HHMI researchers discover one way that Kaposi's sarcoma—a cancer-like viral disease traditionally associated with AIDS—triggers severe inflammation.
Although new HIV treatments have drastically reduced the incidence of Kaposi's sarcoma in developed countries, it remains a health threat in many developing countries. Now, researchers have discovered one way that Kaposi's sarcoma—a cancer-like viral disease traditionally associated with AIDS—triggers severe inflammation.
Don Ganem, a Howard Hughes Medical Institute (HHMI) investigator, and HHMI associate Craig McCormick, who are both at the University of California, San Francisco, published their findings in the February 4, 2005, issue of the journal Science .
While there are many genes in the viral genome that are capable of inducing cytokine production, the mechanism underlying this induction has remained unknown.
Ganem and McCormick dedicated the Science article to the memory of Robert Sadler, a former HHMI associate in Ganem's lab who discovered kaposin B. Sadler was killed in 1999 by stray bullets fired into a San Francisco nightclub.
According to Ganem, early studies of Kaposi's sarcoma (KS) indicated that the abnormal growth of infected cells required the overproduction of cytokines—immune system proteins that trigger the cell's inflammatory response. A central question, he said, has been how does the Kaposi's sarcoma-associated herpesvirus that causes KS initiate cytokine production? "While there are many genes in the viral genome that are capable of inducing cytokine production, the mechanism underlying this induction has remained unknown," said Ganem.
In their studies, McCormick and Ganem concentrated on one protein called kaposin B, which was discovered in Ganem's laboratory, but whose function remained unknown. "The sequence of the kaposin B gene is very unusual; there's no homology to any known gene," said Ganem. "So, we had no clue as to what the protein did. Since it was a very simple protein, we believed that it had no enzymatic function itself, but acted by binding to or activating other proteins," he said.
Thus, the researchers conducted experiments in which they isolated proteins that bound with kaposin B in the cell. That screening revealed that kaposin B binds to a protein called MK2, which is known to play a role in boosting cytokine production.
In further experiments, they discovered that the binding of kaposin B activated MK2, leading to higher levels of cytokines in the cell. Activated MK2 does this by prolonging the stability of cytokine messenger RNA—the genetic blueprint for cytokine proteins. The longer these messenger RNAs remain in the cell, the more cytokine proteins the cell's protein-making machinery is able to synthesize, said Ganem.

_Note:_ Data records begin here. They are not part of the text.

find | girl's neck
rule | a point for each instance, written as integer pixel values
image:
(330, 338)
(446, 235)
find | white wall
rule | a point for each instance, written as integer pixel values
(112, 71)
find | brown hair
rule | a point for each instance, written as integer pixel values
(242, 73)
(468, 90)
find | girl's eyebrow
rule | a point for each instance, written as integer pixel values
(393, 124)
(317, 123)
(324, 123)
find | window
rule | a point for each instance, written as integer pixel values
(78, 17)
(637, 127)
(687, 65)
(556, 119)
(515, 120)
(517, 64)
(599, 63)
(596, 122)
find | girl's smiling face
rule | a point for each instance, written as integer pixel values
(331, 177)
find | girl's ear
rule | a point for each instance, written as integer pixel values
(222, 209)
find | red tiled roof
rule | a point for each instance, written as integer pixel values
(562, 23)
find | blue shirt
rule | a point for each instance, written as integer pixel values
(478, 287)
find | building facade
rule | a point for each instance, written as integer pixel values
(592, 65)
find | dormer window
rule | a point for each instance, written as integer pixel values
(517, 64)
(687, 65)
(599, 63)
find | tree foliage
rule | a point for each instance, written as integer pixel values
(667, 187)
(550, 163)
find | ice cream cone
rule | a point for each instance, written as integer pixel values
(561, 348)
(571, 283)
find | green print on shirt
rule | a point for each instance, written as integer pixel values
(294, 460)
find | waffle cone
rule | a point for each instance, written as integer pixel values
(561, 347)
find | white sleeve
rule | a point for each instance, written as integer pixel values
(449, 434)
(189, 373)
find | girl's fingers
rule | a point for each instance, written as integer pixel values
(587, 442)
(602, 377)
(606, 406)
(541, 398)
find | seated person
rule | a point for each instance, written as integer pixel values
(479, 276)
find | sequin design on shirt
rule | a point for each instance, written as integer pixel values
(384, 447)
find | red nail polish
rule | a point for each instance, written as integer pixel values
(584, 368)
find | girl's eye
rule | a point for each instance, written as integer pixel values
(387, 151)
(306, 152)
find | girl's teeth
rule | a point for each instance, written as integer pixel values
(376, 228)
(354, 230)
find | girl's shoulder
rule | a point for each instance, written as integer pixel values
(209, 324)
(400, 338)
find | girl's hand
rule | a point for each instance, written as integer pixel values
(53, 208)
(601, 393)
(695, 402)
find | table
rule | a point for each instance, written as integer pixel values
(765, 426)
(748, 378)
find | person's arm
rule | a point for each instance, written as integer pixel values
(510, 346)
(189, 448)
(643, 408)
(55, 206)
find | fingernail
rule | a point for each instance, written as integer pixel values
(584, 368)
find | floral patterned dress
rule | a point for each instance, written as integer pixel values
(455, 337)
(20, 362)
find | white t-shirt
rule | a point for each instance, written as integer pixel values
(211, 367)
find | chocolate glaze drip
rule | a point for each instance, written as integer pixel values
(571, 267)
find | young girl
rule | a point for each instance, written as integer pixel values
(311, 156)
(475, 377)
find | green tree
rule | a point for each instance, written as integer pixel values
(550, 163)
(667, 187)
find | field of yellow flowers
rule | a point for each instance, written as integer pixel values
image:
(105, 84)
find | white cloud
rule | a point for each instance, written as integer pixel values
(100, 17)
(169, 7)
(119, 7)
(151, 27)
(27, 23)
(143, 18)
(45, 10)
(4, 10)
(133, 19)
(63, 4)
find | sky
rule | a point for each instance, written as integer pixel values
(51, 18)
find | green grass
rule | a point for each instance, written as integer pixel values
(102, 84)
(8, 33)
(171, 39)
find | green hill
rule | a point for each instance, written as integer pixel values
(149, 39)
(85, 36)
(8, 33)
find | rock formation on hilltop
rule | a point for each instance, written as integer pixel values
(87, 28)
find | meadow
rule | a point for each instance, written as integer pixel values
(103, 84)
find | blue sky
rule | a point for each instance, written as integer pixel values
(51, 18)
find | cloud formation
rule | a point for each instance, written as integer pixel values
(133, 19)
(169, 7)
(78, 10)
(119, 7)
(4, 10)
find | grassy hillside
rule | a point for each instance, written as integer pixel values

The activation of MK2 also increases production of blood-vessel-forming, or angiogenic factors, including the protein VEGF. The activation of angiogenesis pathways by kaposin B fits with observations made in patients with KS, Ganem noted. "If you examine lesions in a patient with KS, you'll see that they are visibly red because of all the new blood vessels that KS produces," he said.
In cell culture studies, the researchers found evidence of an “activation loop,” by which kaposin B activation of MK2 promotes even further MK2 activity by other proteins. The over-production of cytokines resulting from kaposin B's binding to MK2 creates inflammation that in turn activates the regulatory protein p38. p38, in turn, further increases activation of MK2.
"We still don't know the mechanism by which kaposin B activates MK2," said Ganem. "Nor do we understand how this activation leads to activation of the upstream regulator of MK2, which is p38. Thus, while we now understand the biology of this inflammation, the details of the biochemistry still need to be worked out," he said.
While the new knowledge of kaposin B's role will contribute to understanding how the responsible virus produces cytokines, there are likely other mechanisms at work as well, Ganem emphasized. Other viral genes are also known to be involved in cytokine pathways, he said.
Developing countries—where HIV treatments are not readily available—will be most likely to benefit from potential new treatments for KS that involve inhibiting cytokine production, Ganem said. “KS has become a less urgent threat in developed countries, because two factors are needed for KS lesions—viral infection and immunodeficiency. Effective new treatments for HIV have strikingly reduced the immunodeficiency factor in developed countries; so new cases of KS have gone down by 90 percent since 1996,” he said. There are also forms of KS not linked to HIV, Ganem added, and these studies could also lead to new treatments for those forms of the illness.